Que n'a-t-il pas dit! Aussitôt la foule le prend à partie, le giffle, l'insulte, des visages haineux l'entourent. Personne ne semble reconnaître. Tous voient en lui un ennemi de la France, voire un prussien introduit dans la bergerie. Une hystérie collective et meurtrière s'empare de tous. La tension monte, la fureur et la colère n'ont plus de bornes. On le frappe, on le larde de coups de couteaux, on le torture, on l'ampute, on le fait griller encore vivant et on le mange!

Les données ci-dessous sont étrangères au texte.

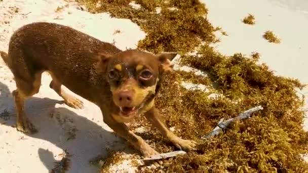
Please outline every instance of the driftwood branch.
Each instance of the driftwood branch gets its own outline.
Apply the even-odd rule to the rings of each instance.
[[[219,133],[220,133],[220,132],[222,131],[222,129],[226,128],[228,126],[229,126],[229,125],[233,123],[234,121],[247,118],[250,116],[250,115],[252,113],[260,110],[263,110],[263,107],[261,106],[258,106],[253,108],[251,108],[249,110],[248,110],[241,113],[240,115],[239,115],[239,116],[234,118],[229,119],[225,121],[223,121],[223,118],[222,118],[220,119],[220,120],[219,120],[219,122],[218,122],[217,126],[216,126],[212,131],[212,132],[211,132],[208,134],[202,137],[201,139],[205,140],[214,136],[216,136],[218,135]]]
[[[145,158],[143,160],[158,160],[169,157],[175,157],[179,155],[185,154],[186,153],[184,151],[176,151],[169,153],[162,153],[151,156],[150,157]]]
[[[239,116],[234,118],[229,119],[225,121],[223,121],[223,118],[222,118],[219,120],[219,122],[218,122],[217,126],[216,126],[216,127],[215,127],[211,133],[202,137],[201,139],[207,139],[213,136],[217,135],[223,129],[226,128],[229,125],[230,125],[234,121],[247,118],[250,116],[250,114],[251,114],[252,113],[260,110],[263,110],[263,107],[261,106],[258,106],[253,108],[251,108],[249,110],[248,110],[240,114]],[[186,152],[184,151],[176,151],[169,153],[154,155],[150,156],[150,157],[144,158],[143,160],[159,160],[169,157],[175,157],[178,155],[185,154],[186,153]]]

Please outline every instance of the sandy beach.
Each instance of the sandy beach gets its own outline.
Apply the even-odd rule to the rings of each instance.
[[[209,9],[210,21],[228,35],[217,32],[221,41],[214,46],[219,52],[228,55],[258,52],[260,63],[267,64],[277,75],[308,83],[307,2],[201,1]],[[58,7],[61,10],[57,10]],[[145,36],[129,20],[112,18],[107,13],[92,14],[82,9],[86,8],[64,0],[0,1],[0,50],[7,52],[15,30],[37,21],[71,26],[102,41],[114,42],[122,50],[136,48],[138,41]],[[255,16],[255,25],[241,21],[248,14]],[[121,33],[114,34],[117,30]],[[268,30],[281,38],[280,44],[270,43],[262,38]],[[0,172],[48,172],[53,162],[61,159],[59,154],[68,149],[72,156],[67,172],[96,172],[99,168],[90,164],[90,160],[106,154],[107,149],[124,147],[122,140],[103,122],[96,105],[76,96],[84,102],[85,108],[69,107],[49,88],[51,80],[44,74],[40,93],[26,102],[26,112],[39,133],[24,135],[14,127],[16,113],[11,93],[16,88],[15,83],[11,71],[0,59]],[[308,110],[308,88],[299,91],[298,95],[306,97],[303,108]],[[308,131],[308,118],[304,126]],[[126,166],[118,168],[129,170]]]

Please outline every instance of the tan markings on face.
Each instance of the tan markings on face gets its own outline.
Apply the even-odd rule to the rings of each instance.
[[[121,64],[117,64],[114,66],[114,68],[119,71],[122,70],[122,66]]]
[[[138,85],[137,81],[133,79],[127,81],[119,88],[111,88],[111,91],[112,92],[112,95],[113,95],[113,101],[115,105],[119,106],[120,104],[119,101],[118,99],[117,99],[115,94],[120,91],[133,91],[134,92],[134,95],[132,99],[132,106],[139,106],[142,103],[142,102],[144,101],[145,97],[147,96],[149,93],[155,93],[155,89],[156,89],[156,85],[157,84],[158,80],[159,79],[157,79],[155,84],[151,87],[147,87],[144,89],[140,88]],[[152,104],[151,104],[151,105],[150,104],[148,104],[147,105],[149,105],[148,106],[152,106]],[[148,105],[144,105],[143,107],[141,109],[143,110]],[[151,108],[151,107],[150,108]]]
[[[136,67],[136,71],[139,71],[143,68],[143,65],[138,64],[137,67]]]

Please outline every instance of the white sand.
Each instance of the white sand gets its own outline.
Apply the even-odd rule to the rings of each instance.
[[[230,55],[258,52],[261,61],[278,74],[308,83],[308,70],[304,65],[308,64],[308,59],[304,58],[308,55],[308,33],[305,32],[308,30],[308,16],[302,6],[297,8],[293,4],[289,9],[281,7],[283,6],[279,3],[282,1],[203,1],[209,9],[210,22],[221,26],[229,35],[222,36],[221,42],[217,45],[220,52]],[[67,4],[70,6],[63,11],[55,12],[57,7]],[[7,51],[10,37],[14,30],[35,21],[70,26],[102,41],[114,41],[121,49],[136,48],[138,40],[145,36],[129,20],[112,19],[107,14],[90,14],[77,7],[63,0],[0,1],[0,50]],[[255,15],[256,25],[250,26],[241,22],[247,13]],[[121,33],[113,35],[117,29]],[[282,39],[282,43],[276,45],[264,39],[262,34],[267,30],[273,30]],[[82,99],[85,108],[82,110],[60,103],[62,99],[49,88],[51,78],[47,75],[43,77],[40,93],[26,103],[26,112],[39,133],[29,136],[17,132],[11,127],[16,119],[11,95],[16,87],[12,80],[11,72],[1,59],[0,113],[6,110],[10,118],[8,121],[0,119],[0,122],[6,123],[0,125],[0,172],[48,172],[53,167],[53,162],[61,159],[57,155],[65,149],[73,155],[68,172],[96,172],[97,167],[88,163],[90,159],[104,154],[106,147],[121,146],[122,142],[103,122],[98,108]],[[308,90],[301,93],[308,96]],[[75,139],[66,141],[69,132],[74,129],[78,129]],[[128,170],[127,163],[122,168]]]

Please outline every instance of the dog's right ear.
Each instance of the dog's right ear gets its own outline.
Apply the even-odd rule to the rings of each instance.
[[[94,56],[96,62],[94,64],[94,68],[98,73],[106,72],[108,66],[108,62],[111,56],[103,53],[98,53]]]

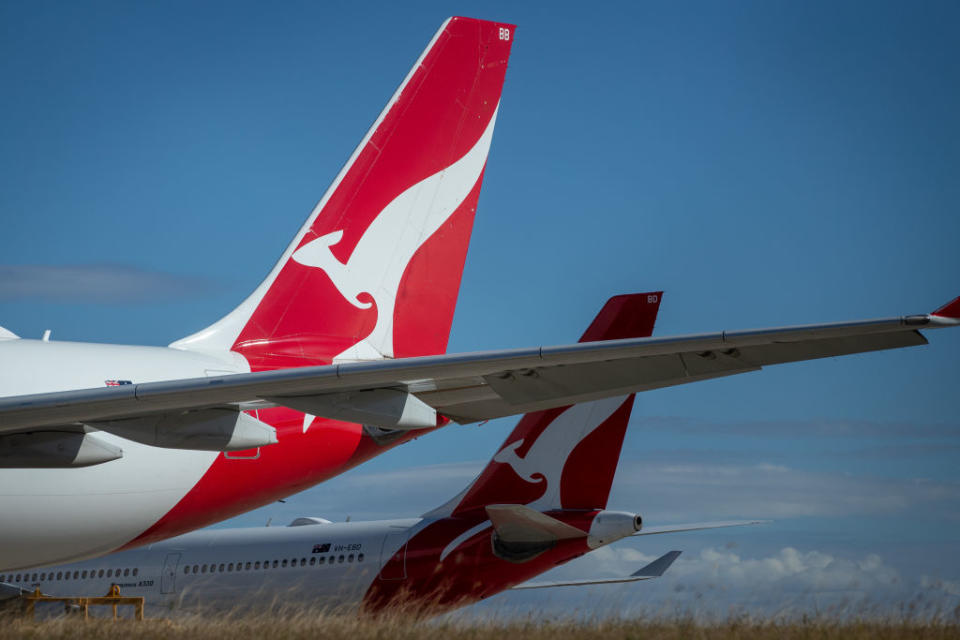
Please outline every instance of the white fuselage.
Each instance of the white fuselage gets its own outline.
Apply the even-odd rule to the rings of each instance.
[[[0,340],[0,363],[0,397],[249,371],[233,353],[24,339]],[[220,455],[98,436],[123,457],[84,468],[0,469],[0,570],[117,549],[177,504]]]
[[[148,610],[276,602],[355,607],[419,520],[207,529],[101,558],[0,574],[54,596],[98,596],[116,584]]]

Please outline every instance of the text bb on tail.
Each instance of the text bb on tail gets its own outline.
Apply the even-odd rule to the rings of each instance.
[[[660,299],[611,298],[580,341],[649,336]],[[461,606],[632,535],[639,516],[605,509],[633,400],[523,416],[470,486],[397,540],[366,608]]]
[[[171,346],[253,371],[443,353],[514,28],[444,22],[266,280]]]

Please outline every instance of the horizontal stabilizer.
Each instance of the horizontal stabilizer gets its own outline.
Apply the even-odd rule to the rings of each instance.
[[[960,301],[880,320],[625,338],[553,347],[291,367],[0,398],[0,432],[323,394],[400,390],[460,423],[709,380],[785,362],[927,344]]]
[[[634,571],[631,576],[638,578],[659,578],[670,568],[673,561],[680,557],[681,551],[668,551],[645,567]]]
[[[594,578],[586,580],[563,580],[554,582],[524,582],[513,587],[514,589],[547,589],[550,587],[583,587],[591,584],[617,584],[621,582],[636,582],[659,578],[670,568],[673,561],[680,556],[680,551],[669,551],[645,567],[638,569],[623,578]]]
[[[585,538],[587,533],[522,504],[487,505],[497,536],[509,544]]]
[[[635,536],[652,536],[658,533],[680,533],[682,531],[700,531],[702,529],[723,529],[726,527],[745,527],[751,524],[769,524],[770,520],[721,520],[718,522],[692,522],[689,524],[668,524],[660,527],[644,527]]]

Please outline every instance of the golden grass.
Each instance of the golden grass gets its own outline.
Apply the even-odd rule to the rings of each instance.
[[[130,620],[58,618],[49,621],[6,619],[0,638],[168,639],[207,638],[322,640],[941,640],[960,638],[960,623],[921,621],[758,621],[730,619],[716,623],[675,620],[589,621],[447,621],[407,616],[378,618],[314,613],[210,615]]]

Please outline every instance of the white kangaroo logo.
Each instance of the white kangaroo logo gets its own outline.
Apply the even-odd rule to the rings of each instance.
[[[470,151],[383,208],[346,263],[330,250],[343,238],[342,229],[316,238],[293,253],[293,259],[300,264],[323,269],[340,294],[358,309],[372,306],[361,300],[361,294],[373,298],[377,322],[364,342],[380,357],[393,356],[393,310],[403,272],[417,250],[453,215],[479,180],[487,162],[497,110]],[[359,352],[357,346],[336,358]],[[369,349],[364,352],[369,353]]]
[[[510,465],[525,482],[546,482],[544,494],[530,506],[560,506],[560,475],[567,458],[584,438],[607,421],[620,408],[627,396],[605,398],[593,402],[575,404],[547,425],[522,458],[517,449],[524,438],[506,445],[493,457],[494,462]],[[539,478],[534,476],[538,475]]]

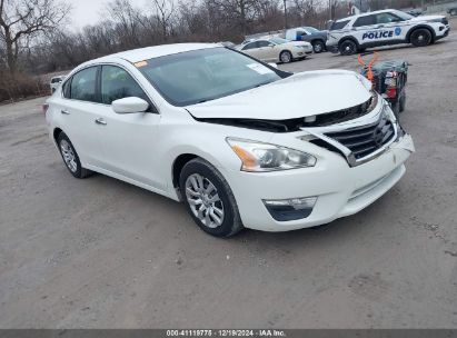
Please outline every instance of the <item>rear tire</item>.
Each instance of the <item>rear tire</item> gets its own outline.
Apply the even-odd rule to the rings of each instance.
[[[433,41],[431,32],[426,28],[418,28],[411,33],[410,40],[415,47],[426,47]]]
[[[197,158],[185,165],[179,188],[193,221],[215,237],[230,237],[244,227],[235,196],[211,163]]]
[[[357,52],[357,43],[352,40],[345,40],[339,44],[341,56],[352,56]]]
[[[93,173],[91,170],[82,168],[78,152],[63,131],[59,133],[57,145],[59,147],[60,155],[62,156],[63,163],[73,177],[86,178]]]
[[[288,50],[284,50],[281,51],[281,53],[279,54],[279,60],[282,63],[289,63],[292,62],[292,53]]]
[[[406,92],[404,91],[400,97],[400,101],[398,102],[398,110],[404,112],[406,109]]]

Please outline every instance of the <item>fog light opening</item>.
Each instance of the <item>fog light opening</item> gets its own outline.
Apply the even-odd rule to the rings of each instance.
[[[264,200],[271,217],[278,221],[307,218],[311,215],[317,197],[300,197],[279,200]]]

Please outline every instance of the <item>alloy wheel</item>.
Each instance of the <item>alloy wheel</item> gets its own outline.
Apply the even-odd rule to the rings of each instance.
[[[215,185],[199,173],[186,180],[186,198],[192,213],[208,228],[220,227],[223,222],[223,203]]]
[[[60,141],[60,152],[62,153],[63,161],[68,169],[70,169],[71,172],[76,172],[78,170],[78,163],[76,161],[74,151],[67,140]]]

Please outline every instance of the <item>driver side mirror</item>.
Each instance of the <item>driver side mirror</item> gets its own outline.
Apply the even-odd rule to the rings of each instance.
[[[117,113],[135,113],[148,110],[149,103],[143,99],[130,97],[112,101],[111,107]]]

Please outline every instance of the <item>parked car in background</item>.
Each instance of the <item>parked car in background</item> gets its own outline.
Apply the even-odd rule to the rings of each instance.
[[[218,237],[354,215],[400,180],[414,151],[362,76],[292,74],[213,43],[88,61],[43,110],[73,177],[97,171],[182,201]]]
[[[424,14],[424,11],[420,8],[414,8],[410,9],[408,11],[406,11],[408,14],[413,16],[413,17],[419,17],[421,14]]]
[[[49,83],[49,87],[51,89],[51,93],[56,91],[57,88],[62,83],[62,81],[66,79],[64,76],[59,76],[59,77],[53,77],[51,78],[51,82]]]
[[[447,12],[450,14],[450,16],[457,16],[457,7],[451,7],[451,8],[448,8],[447,9]]]
[[[288,63],[312,53],[312,46],[305,41],[271,38],[247,42],[239,46],[238,50],[265,62]]]
[[[230,49],[235,49],[237,47],[237,44],[235,44],[231,41],[220,41],[218,42],[219,44],[222,44],[223,47],[230,48]]]
[[[395,9],[337,20],[328,33],[327,48],[345,56],[366,48],[413,43],[425,47],[449,34],[446,16],[413,17]]]
[[[285,38],[291,41],[307,41],[312,44],[315,53],[326,51],[327,31],[314,27],[298,27],[286,30]]]

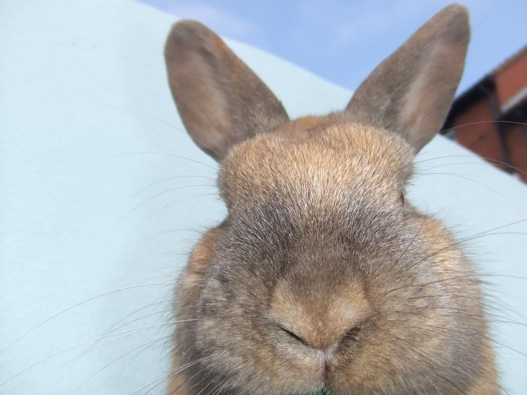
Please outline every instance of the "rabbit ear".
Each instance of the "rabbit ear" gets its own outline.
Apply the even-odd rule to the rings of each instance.
[[[289,120],[266,84],[199,22],[174,25],[164,54],[170,89],[185,127],[217,160],[233,145]]]
[[[358,122],[399,133],[418,152],[446,117],[470,35],[466,9],[445,7],[373,71],[346,112]]]

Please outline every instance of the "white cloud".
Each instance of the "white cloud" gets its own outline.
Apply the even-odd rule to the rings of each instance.
[[[178,17],[199,21],[222,36],[240,41],[254,36],[257,29],[237,15],[203,2],[142,0]]]

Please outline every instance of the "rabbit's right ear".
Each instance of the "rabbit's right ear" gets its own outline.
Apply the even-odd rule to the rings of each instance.
[[[355,91],[346,112],[398,133],[417,152],[439,131],[465,64],[466,9],[443,8],[379,65]]]
[[[267,85],[199,22],[174,25],[164,54],[170,89],[185,127],[216,160],[233,145],[289,121]]]

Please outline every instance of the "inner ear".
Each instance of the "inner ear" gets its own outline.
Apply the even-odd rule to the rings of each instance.
[[[444,122],[470,35],[466,9],[445,7],[374,70],[346,112],[357,122],[398,133],[417,152]]]
[[[220,161],[233,146],[289,117],[267,85],[215,33],[181,21],[165,46],[169,83],[187,132]]]

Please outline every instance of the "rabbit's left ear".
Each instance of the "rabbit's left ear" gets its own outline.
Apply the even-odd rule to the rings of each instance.
[[[174,25],[164,53],[170,90],[185,127],[217,161],[236,144],[289,121],[263,81],[199,22]]]
[[[466,9],[445,7],[373,71],[346,112],[357,122],[399,133],[417,152],[444,122],[470,35]]]

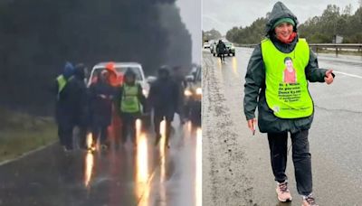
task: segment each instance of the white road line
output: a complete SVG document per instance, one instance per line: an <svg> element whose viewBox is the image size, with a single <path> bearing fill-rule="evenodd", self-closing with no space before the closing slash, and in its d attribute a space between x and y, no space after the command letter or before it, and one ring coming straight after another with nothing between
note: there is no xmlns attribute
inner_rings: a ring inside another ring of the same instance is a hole
<svg viewBox="0 0 362 206"><path fill-rule="evenodd" d="M27 152L27 153L24 153L24 154L21 154L21 155L19 155L19 156L17 156L17 157L15 157L15 158L9 159L9 160L5 160L5 161L3 161L3 162L0 163L0 166L3 166L3 165L5 165L5 164L9 164L9 163L12 163L12 162L18 161L18 160L20 160L20 159L23 159L23 158L24 158L24 157L26 157L26 156L28 156L28 155L33 154L33 153L39 152L39 151L41 151L41 150L43 150L43 149L45 149L46 147L48 147L48 146L50 146L50 145L54 145L54 144L56 144L56 143L57 143L57 141L52 142L52 143L50 143L50 144L48 144L48 145L40 146L40 147L38 147L38 148L36 148L36 149L31 150L31 151Z"/></svg>
<svg viewBox="0 0 362 206"><path fill-rule="evenodd" d="M348 73L345 73L345 72L341 72L341 71L336 71L336 70L333 70L333 73L343 74L343 75L349 76L349 77L354 77L354 78L362 79L361 76L358 76L358 75L356 75L356 74L348 74Z"/></svg>

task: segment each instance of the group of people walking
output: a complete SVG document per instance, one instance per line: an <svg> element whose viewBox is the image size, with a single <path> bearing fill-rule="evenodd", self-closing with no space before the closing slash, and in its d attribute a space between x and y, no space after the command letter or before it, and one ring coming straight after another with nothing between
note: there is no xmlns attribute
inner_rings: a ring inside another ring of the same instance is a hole
<svg viewBox="0 0 362 206"><path fill-rule="evenodd" d="M65 151L73 149L72 133L75 127L80 131L79 144L81 148L90 149L86 136L91 132L91 147L94 148L99 142L101 149L107 149L110 146L108 131L112 122L119 124L115 126L121 129L119 134L115 133L116 147L124 145L129 136L136 147L136 120L150 111L153 111L155 145L161 138L160 123L165 119L166 144L169 147L175 113L180 114L181 122L184 122L180 112L183 111L183 92L180 91L185 85L178 80L179 75L171 75L167 66L161 67L147 98L132 69L128 69L123 74L116 73L114 63L110 62L96 73L96 80L92 80L89 87L86 85L85 70L81 63L73 66L67 62L63 72L55 80L58 136ZM176 67L174 70L177 71L179 68ZM119 76L122 80L116 84L115 77ZM120 121L112 121L112 118L119 118Z"/></svg>

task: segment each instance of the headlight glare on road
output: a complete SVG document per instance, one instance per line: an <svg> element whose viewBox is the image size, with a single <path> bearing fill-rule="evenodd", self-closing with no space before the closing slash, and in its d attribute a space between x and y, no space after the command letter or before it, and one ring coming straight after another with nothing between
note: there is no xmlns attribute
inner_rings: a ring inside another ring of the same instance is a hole
<svg viewBox="0 0 362 206"><path fill-rule="evenodd" d="M186 89L185 92L184 92L184 94L185 94L185 96L186 96L186 97L192 96L192 92L191 92L189 89Z"/></svg>
<svg viewBox="0 0 362 206"><path fill-rule="evenodd" d="M148 97L148 91L147 89L142 89L142 93L143 93L143 95L145 95L146 97Z"/></svg>
<svg viewBox="0 0 362 206"><path fill-rule="evenodd" d="M201 88L196 89L196 95L202 95L203 94L203 89Z"/></svg>

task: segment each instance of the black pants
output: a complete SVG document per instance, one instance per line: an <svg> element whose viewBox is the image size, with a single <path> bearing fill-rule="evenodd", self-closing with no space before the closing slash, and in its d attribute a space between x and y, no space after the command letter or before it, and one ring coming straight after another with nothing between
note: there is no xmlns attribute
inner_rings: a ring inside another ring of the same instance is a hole
<svg viewBox="0 0 362 206"><path fill-rule="evenodd" d="M225 54L224 52L219 54L221 61L225 61Z"/></svg>
<svg viewBox="0 0 362 206"><path fill-rule="evenodd" d="M309 195L312 192L311 161L308 132L309 130L302 130L291 134L297 190L301 195ZM282 183L288 179L285 174L288 133L268 133L268 140L275 181Z"/></svg>
<svg viewBox="0 0 362 206"><path fill-rule="evenodd" d="M97 143L97 140L100 139L100 145L105 145L108 137L108 126L93 126L91 129L93 136L93 144Z"/></svg>
<svg viewBox="0 0 362 206"><path fill-rule="evenodd" d="M136 119L137 116L133 114L122 114L122 143L127 142L127 136L130 134L132 143L136 143Z"/></svg>
<svg viewBox="0 0 362 206"><path fill-rule="evenodd" d="M168 145L169 142L169 137L171 135L171 122L172 120L174 120L174 116L173 115L165 115L163 113L158 113L158 112L155 112L154 115L154 125L155 125L155 133L157 134L157 137L160 137L161 134L160 134L160 125L162 120L166 119L166 145Z"/></svg>
<svg viewBox="0 0 362 206"><path fill-rule="evenodd" d="M62 146L67 149L73 148L73 126L71 124L60 123L58 125L58 136Z"/></svg>

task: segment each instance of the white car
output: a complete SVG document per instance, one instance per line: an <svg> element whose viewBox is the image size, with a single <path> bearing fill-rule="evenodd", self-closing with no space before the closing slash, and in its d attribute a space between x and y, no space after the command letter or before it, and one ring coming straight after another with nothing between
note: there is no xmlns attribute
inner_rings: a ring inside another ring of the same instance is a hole
<svg viewBox="0 0 362 206"><path fill-rule="evenodd" d="M102 70L106 69L108 63L109 62L101 62L93 67L90 72L90 77L88 80L88 87L90 87L93 80L98 77L98 74L101 72ZM117 74L124 74L127 70L132 70L133 72L136 73L136 81L142 87L143 94L146 98L148 96L149 84L145 78L145 73L141 64L137 62L114 62L114 68Z"/></svg>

Jean Teulé s'est emparé de ce lointain fait divers et a reconstitué la scène d'après les articles parus dans les journaux, les interrogatoires menés auprès des suspects et dans tout le village, les Minutes des procès et les condamnations prononcées par la cour d'assises de la Dordogne. Il a lu aussi toutes les études déjà consacrées à cette affaire. C'est donc un travail très documenté et rigoureux quant à la vérité historique. Le reste - car il s'agit d'un roman - est laissé à l'imagination de l'écrivain.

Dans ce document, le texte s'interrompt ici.